Co-being refers to a state of relationship in which each partner evolves to “fit” better with each other, both physically and mentally.
“As riders get to know their horses, they attune to them—they learn both mental and somatic (physical) ways of acting versus their partner,” said Anita Maurstad, PhD, professor and researcher in the Department of Cultural Sciences in the Tromsø University Museum at the University of Tromsø in Norway. “Horses, too, attune to their humans; thus, co-being is a good analytical concept for speaking about these aspects of the relationship.”
This is all consistent with what Maurstad calls “nature-culture”—the concept that nature and culture, for some individuals (such as humans and domesticated horses), cannot be viewed individually but as one unique, combined notion. Riders and their mounts exist in a state of co-being within the nature-culture of the equestrian world, Maurstad said.

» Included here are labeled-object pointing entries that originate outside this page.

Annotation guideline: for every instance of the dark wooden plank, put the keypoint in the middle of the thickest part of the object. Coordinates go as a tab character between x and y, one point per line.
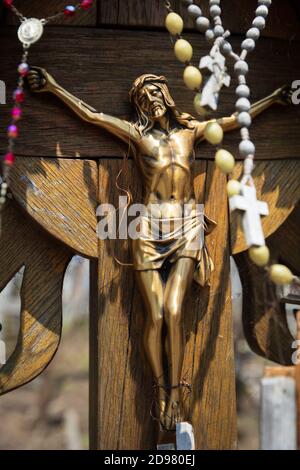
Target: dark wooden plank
237	15
264	318
285	241
23	244
38	9
104	80
214	405
111	317
61	195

The co-being theory goes beyond the recently described “mirror” theory that horses are “reflections” of their riders, Maurstad said. In co-being, riders “get to know their horses as personalities through ongoing processes of deep engagement,” she said. “They see horses as different personalities, both in the sense of horses being different personalities individually, and being different personalities from themselves, the humans. Riders do not see their horses as passive reflections of themselves.”

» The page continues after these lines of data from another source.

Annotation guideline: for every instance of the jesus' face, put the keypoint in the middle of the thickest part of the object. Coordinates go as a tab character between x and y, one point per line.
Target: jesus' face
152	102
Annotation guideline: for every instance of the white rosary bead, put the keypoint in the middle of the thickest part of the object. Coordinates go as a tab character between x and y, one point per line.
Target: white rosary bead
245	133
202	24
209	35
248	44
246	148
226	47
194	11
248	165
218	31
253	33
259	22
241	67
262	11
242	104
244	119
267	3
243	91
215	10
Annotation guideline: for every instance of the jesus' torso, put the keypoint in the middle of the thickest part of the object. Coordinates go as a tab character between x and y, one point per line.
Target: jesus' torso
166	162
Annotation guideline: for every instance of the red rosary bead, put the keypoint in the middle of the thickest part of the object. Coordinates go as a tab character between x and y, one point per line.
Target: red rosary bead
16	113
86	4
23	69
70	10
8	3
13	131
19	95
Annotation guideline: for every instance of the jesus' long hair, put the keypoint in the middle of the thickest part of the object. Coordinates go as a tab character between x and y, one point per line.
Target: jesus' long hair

Maurstad worked with American researchers Dona Davis, PhD, and Sarah Cowles both of the University of South Dakota’s Department of Anthropology and Sociology. They interviewed 60 male and female riders in North America and Norway of varying disciplines to better understand the effect of riding and their relationship with their horses—why they ride, how this activity influences them as a person, and how it influences their family life. Their responses led the researchers to explore the concept of co-being “as a vital element to understanding the relationship,” she said.

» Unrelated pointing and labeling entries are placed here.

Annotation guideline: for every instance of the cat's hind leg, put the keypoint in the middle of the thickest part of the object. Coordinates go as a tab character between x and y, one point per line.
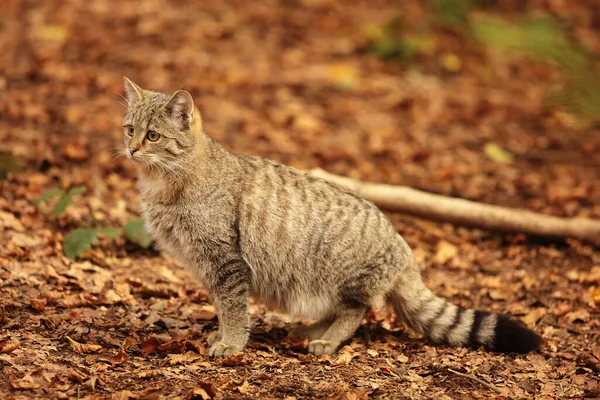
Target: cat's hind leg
344	324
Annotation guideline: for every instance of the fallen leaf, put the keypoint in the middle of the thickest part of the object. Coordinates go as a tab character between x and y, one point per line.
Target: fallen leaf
25	241
445	251
39	304
534	316
244	388
3	317
209	388
77	300
75	150
118	358
150	345
83	348
591	277
198	394
6	346
150	393
344	357
9	163
79	240
26	382
135	231
206	313
497	153
233	360
578	315
595	297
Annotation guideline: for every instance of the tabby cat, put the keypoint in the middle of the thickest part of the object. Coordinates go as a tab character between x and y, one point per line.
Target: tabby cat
248	226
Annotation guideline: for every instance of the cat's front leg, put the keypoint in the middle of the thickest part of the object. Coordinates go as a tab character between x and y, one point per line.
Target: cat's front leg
229	291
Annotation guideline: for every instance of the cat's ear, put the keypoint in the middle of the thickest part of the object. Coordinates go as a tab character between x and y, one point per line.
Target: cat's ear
133	93
180	109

“Their replies focused on actions and intra-actions with real consequences for both parties,” she added.
Specifically, she determined that humans learn to act and communicate in ways that work with their particular horses, and the horses also learn how to act and communicate in ways that work with their riders. Physically, each species learns to adapt to the other in unique ways for the specific riding partnership.
“(Humans) are balancing according to a feel of the other, the horse, attuning their bodies to sensations of the horse bodies,” Maurstad and colleagues stated in their study. “Action and response between the species bring about riding as a collaborative practice, where bodies become in sync. And sync is a product of intra-action in that both are changed through a process of training from the meeting between the two—literally flesh to flesh.”
However, she added, this kind of connection can only develop over time.
While co-being between a human and a horse might seem contrary to the “nature” of a horse, Maurstad said it’s actually very positive for both humans and horses and fits well into their “nature-culture.”
“Riders speak a lot about joy and enjoyment,” she said. “And the horse relationship is explained as good for the body and good for the mind; it has both physical and therapeutic qualities.
“As for the horses, the horses in our study have learned to live with humans,” she continued. “Consistent with their nature-culture, horses lead their lives partly with humans, partly with other horses, learning as individuals how to relate in ways that provide them with good qualities of life. As our study shows, horses are partners in pairs, and their physical and mental well-being is something that riders care for. This, I believe, is good for the horse, good for this particular natural-cultural species, and not in opposition to their nature.”
The study, “Co-being and intra-action in horse–human relationships: a multi-species ethnography of be(com)ing human and be(com)ing horse,” was published in August in Social Anthropology.